There is the saying that a happy customer doesn’t talk, but an unhappy customer spreads their bad experience to ten people. The person you’ve sold the lifetime license to will probably never update, because they hate you, there is no money in it for you anymore from that customer except you can hold them hostage. In this case even more sinister, offering a free subscription to get you on the subscription bandwagon - screw you twice. But I chose a one time lifetime license exactly because I don’t want a subscription. So trying to get me on a subscription doesn’t make any sense at all. In the end money for you but the downside of an unhappy customer running around, telling their story.

I do understand the constraints of a business, and sometimes you need money right now, so you want to get all your future income from a customer and offer a lifetime license. I also understand selling a business and the new owner has new priorities (the reason I tell all my CTO coachees they need everything in writing from their boss in their contract, a new boss will probably only honor what is written down, not spoken promises). I understand the reason for the lifetime license might be to increase sales numbers before you sell the business. But then you should honor that deal and let the customer use your software for a lifetime, and not make it stop working after a year. You can argue it’s a new release, and lifetime was only for the old software. If you keep lifetime bug fixes coming and all the features working for the old software, this might be fine but still feels dishonest (they didn’t answer my question of how long my version would be supported with bug fixes - especially as it crashes rather often1). And I’d argue from a software developer point of view it’s easier to let the customer use the newest software than updating and fixing older version for “Lifetime”, especially if you have a complete rewrite.
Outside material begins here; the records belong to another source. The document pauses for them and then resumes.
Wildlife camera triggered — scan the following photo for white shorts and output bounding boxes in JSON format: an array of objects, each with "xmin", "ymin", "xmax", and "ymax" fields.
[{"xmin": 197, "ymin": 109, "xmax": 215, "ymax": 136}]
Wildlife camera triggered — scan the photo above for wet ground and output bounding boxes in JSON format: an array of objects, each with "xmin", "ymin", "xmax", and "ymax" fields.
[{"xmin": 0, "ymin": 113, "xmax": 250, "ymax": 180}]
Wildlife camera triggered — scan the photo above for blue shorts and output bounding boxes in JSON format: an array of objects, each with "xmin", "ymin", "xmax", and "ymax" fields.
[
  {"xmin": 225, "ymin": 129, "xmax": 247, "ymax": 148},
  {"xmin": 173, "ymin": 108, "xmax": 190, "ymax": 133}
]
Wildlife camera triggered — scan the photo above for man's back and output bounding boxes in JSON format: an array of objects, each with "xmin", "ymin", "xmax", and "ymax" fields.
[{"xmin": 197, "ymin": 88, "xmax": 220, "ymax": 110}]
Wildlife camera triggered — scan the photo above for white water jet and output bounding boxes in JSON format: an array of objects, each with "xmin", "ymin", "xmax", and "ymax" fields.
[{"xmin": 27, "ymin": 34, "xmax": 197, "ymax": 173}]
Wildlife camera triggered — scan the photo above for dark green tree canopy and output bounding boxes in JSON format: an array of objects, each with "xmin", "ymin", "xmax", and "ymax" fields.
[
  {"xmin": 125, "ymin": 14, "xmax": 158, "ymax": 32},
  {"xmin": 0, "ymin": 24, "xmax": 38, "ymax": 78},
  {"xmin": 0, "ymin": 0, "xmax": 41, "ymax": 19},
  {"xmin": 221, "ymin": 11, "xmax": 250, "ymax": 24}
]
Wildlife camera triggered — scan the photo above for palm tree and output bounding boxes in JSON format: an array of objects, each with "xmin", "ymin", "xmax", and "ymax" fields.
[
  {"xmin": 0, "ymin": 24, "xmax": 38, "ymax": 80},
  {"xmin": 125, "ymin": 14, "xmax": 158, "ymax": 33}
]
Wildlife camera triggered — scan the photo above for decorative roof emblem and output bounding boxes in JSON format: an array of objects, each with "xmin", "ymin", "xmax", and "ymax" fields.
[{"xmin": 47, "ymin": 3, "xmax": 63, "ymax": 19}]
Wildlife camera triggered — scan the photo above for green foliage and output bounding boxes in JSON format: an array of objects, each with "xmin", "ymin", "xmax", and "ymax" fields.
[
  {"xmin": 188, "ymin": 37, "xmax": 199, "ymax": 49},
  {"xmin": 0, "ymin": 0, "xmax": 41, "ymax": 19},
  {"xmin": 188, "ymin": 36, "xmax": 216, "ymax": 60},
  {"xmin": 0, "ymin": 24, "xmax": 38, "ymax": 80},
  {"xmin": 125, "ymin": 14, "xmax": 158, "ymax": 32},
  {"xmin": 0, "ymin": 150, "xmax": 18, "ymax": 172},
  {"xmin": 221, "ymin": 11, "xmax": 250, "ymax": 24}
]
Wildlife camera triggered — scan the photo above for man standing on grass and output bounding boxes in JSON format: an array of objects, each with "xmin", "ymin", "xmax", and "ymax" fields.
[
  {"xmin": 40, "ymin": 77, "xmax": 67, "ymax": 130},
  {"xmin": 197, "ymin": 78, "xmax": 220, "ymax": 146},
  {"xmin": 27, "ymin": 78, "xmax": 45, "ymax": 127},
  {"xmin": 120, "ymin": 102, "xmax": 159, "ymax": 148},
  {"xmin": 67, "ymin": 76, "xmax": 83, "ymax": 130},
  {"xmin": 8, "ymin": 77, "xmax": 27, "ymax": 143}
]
This tradeoff between short time benefits and long term benefits is something that goes on in every company and especially startups. Do you do everything to get this one customer? Do you want to develop a feature for one customer to win the customer or develop some other feature to win potentially more customers in the future? Do you invest in future growth? In stability and scalability? Or do you invest all your effort into short term gains?

A little detour. In the beginning of a startup it’s often a good idea to invest in short term gains. There is too much work to do, you need to show traction at all costs or if bootstrapped, make some money. Then at a certain point, a startup needs to switch to a more sustainable future. Put things on the roadmap for future growth. A good way to do this is having development budgets. In financial budget planning companies plan on how they want to spend money (resources) for maximum effect. What percentage goes to development, what percentage of the budget goes to marketing. The same can be applied to development time (resources). You plan to spend 10% of your development time on scaling, 10% on maintenance, 20% on short term gains, 20% on marketing and 40% on future growth features. Then from quarter to quarter you can adjust the numbers to reflect you current situation. But just as budgeting your calendar (something I highly recommend) you do not lose focus and make sure you work on the right things instead of having development chaos.

Coming back to customers. Do you invest in extracting short term money from customers? Or do you invest in long term relations. In the case of ManyCam they could have sold me add-ons that feel like they are worth it. By honoring the lifetime license the likelihood of me buying from them increases. It is the same as from the detour. In the beginning it’s about getting traction, then about getting money. And then the key to growth is retention. If you want to grow your customer base, the first thing is to prevent customers leaving. If you fill water in a bucket with a hole - something I’ve seen in to many startups on how they use marketing without product market fit - then after some time the bucket is empty when you stop pouring. So don’t make your customers run away.